24 nov. 2012

Lecture: "Frankenstein délivré" de Brian Aldiss (1973)

Résumé

 Dans un futur pas si lointain sévit une guerre mondiale. À New Houston, Joseph Bodenland s'occupe de ses petits-enfants avec l'aide d'une nourrice, car leurs parents ont été tués et sa femme a été envoyée en Asie du Sud-Est en mission humanitaire. Un matin, la nouvelle éclate: les bombardements incessants dans l'atmosphère de la planète ont créé une rupture de l'espace-temps, provoquant d'imprévisibles glissements temporels.
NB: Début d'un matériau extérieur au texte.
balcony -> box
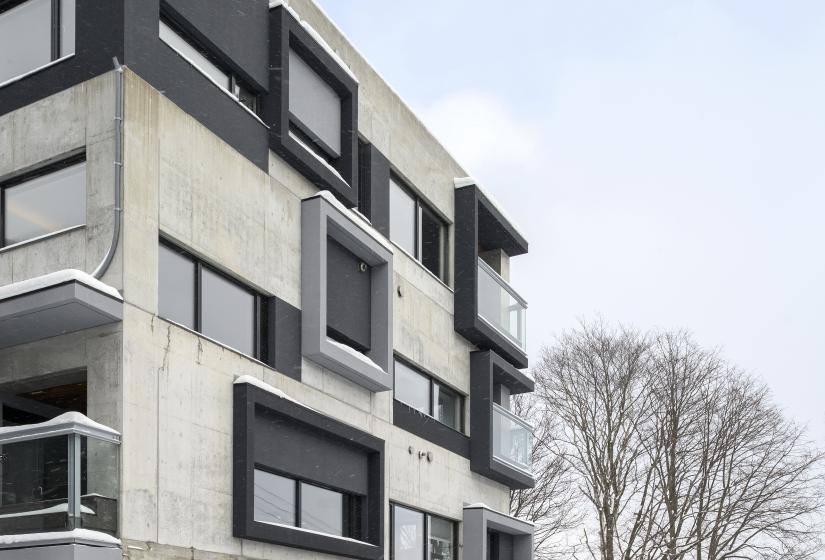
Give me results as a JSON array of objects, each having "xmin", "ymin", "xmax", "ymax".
[
  {"xmin": 493, "ymin": 403, "xmax": 533, "ymax": 474},
  {"xmin": 0, "ymin": 412, "xmax": 120, "ymax": 548},
  {"xmin": 478, "ymin": 258, "xmax": 527, "ymax": 352}
]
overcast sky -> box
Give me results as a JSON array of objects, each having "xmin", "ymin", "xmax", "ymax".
[{"xmin": 319, "ymin": 0, "xmax": 825, "ymax": 444}]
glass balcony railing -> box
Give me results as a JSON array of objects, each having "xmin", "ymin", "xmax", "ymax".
[
  {"xmin": 0, "ymin": 412, "xmax": 120, "ymax": 535},
  {"xmin": 493, "ymin": 404, "xmax": 533, "ymax": 473},
  {"xmin": 478, "ymin": 259, "xmax": 527, "ymax": 352}
]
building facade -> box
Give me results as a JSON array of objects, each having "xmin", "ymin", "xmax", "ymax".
[{"xmin": 0, "ymin": 0, "xmax": 534, "ymax": 560}]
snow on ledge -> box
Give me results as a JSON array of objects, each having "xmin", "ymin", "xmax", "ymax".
[
  {"xmin": 453, "ymin": 177, "xmax": 527, "ymax": 239},
  {"xmin": 309, "ymin": 190, "xmax": 395, "ymax": 253},
  {"xmin": 269, "ymin": 0, "xmax": 358, "ymax": 84},
  {"xmin": 0, "ymin": 268, "xmax": 123, "ymax": 301},
  {"xmin": 0, "ymin": 529, "xmax": 120, "ymax": 547}
]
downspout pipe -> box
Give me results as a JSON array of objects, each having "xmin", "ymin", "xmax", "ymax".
[{"xmin": 92, "ymin": 57, "xmax": 124, "ymax": 280}]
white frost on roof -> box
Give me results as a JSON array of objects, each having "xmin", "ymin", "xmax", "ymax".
[
  {"xmin": 453, "ymin": 177, "xmax": 527, "ymax": 239},
  {"xmin": 269, "ymin": 0, "xmax": 358, "ymax": 84},
  {"xmin": 0, "ymin": 268, "xmax": 123, "ymax": 301},
  {"xmin": 234, "ymin": 375, "xmax": 309, "ymax": 408},
  {"xmin": 310, "ymin": 190, "xmax": 394, "ymax": 253},
  {"xmin": 327, "ymin": 338, "xmax": 384, "ymax": 371},
  {"xmin": 0, "ymin": 411, "xmax": 120, "ymax": 439},
  {"xmin": 0, "ymin": 529, "xmax": 120, "ymax": 546}
]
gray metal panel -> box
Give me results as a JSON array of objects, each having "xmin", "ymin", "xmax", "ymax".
[{"xmin": 0, "ymin": 281, "xmax": 123, "ymax": 348}]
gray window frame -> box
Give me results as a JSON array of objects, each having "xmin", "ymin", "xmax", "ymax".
[
  {"xmin": 390, "ymin": 502, "xmax": 458, "ymax": 560},
  {"xmin": 0, "ymin": 151, "xmax": 86, "ymax": 248},
  {"xmin": 392, "ymin": 355, "xmax": 467, "ymax": 434},
  {"xmin": 158, "ymin": 237, "xmax": 258, "ymax": 360}
]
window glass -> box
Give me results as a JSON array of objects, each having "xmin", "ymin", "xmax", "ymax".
[
  {"xmin": 0, "ymin": 0, "xmax": 52, "ymax": 83},
  {"xmin": 60, "ymin": 0, "xmax": 75, "ymax": 56},
  {"xmin": 392, "ymin": 506, "xmax": 425, "ymax": 560},
  {"xmin": 430, "ymin": 516, "xmax": 455, "ymax": 560},
  {"xmin": 159, "ymin": 21, "xmax": 230, "ymax": 91},
  {"xmin": 433, "ymin": 383, "xmax": 461, "ymax": 431},
  {"xmin": 395, "ymin": 360, "xmax": 430, "ymax": 414},
  {"xmin": 421, "ymin": 208, "xmax": 444, "ymax": 278},
  {"xmin": 301, "ymin": 483, "xmax": 344, "ymax": 537},
  {"xmin": 158, "ymin": 245, "xmax": 197, "ymax": 329},
  {"xmin": 254, "ymin": 469, "xmax": 295, "ymax": 525},
  {"xmin": 201, "ymin": 268, "xmax": 255, "ymax": 356},
  {"xmin": 3, "ymin": 163, "xmax": 86, "ymax": 245},
  {"xmin": 390, "ymin": 179, "xmax": 416, "ymax": 256},
  {"xmin": 289, "ymin": 49, "xmax": 341, "ymax": 157}
]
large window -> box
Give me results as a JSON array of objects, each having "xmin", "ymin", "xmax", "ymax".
[
  {"xmin": 395, "ymin": 360, "xmax": 464, "ymax": 432},
  {"xmin": 390, "ymin": 177, "xmax": 447, "ymax": 281},
  {"xmin": 0, "ymin": 0, "xmax": 75, "ymax": 84},
  {"xmin": 0, "ymin": 159, "xmax": 86, "ymax": 246},
  {"xmin": 159, "ymin": 19, "xmax": 258, "ymax": 112},
  {"xmin": 391, "ymin": 505, "xmax": 458, "ymax": 560},
  {"xmin": 158, "ymin": 242, "xmax": 260, "ymax": 357},
  {"xmin": 254, "ymin": 469, "xmax": 361, "ymax": 539}
]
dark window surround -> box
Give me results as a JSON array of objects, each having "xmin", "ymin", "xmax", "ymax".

Joe subit quelques uns de ces glissements, sa maison entière et une portion du terrain se retrouvant à des époques et des lieux autres, comme le Moyen-Âge, pour des durées indéterminées. Durant un de ces glissements, il s'aventure au-delà de son territoire dans sa voiture et sa maison retourne dans son espace-temps sans lui, le laissant exilé à une autre époque.

Il découvre qu'il est en Suisse, au début du XIXème siècle. Ce qui le trouble le plus, ce sont les événements dont il est témoin, des événements qui, pour lui, étaient issus d'une oeuvre de fiction: il vit des passage du Frandenstein de Mary Shelley. Il croise à la fois la créature et son créateur alors que le procès d'une servante accusée à tort est en cours. Il décide donc de faire de son mieux pour rectifier l'injustice en devenir.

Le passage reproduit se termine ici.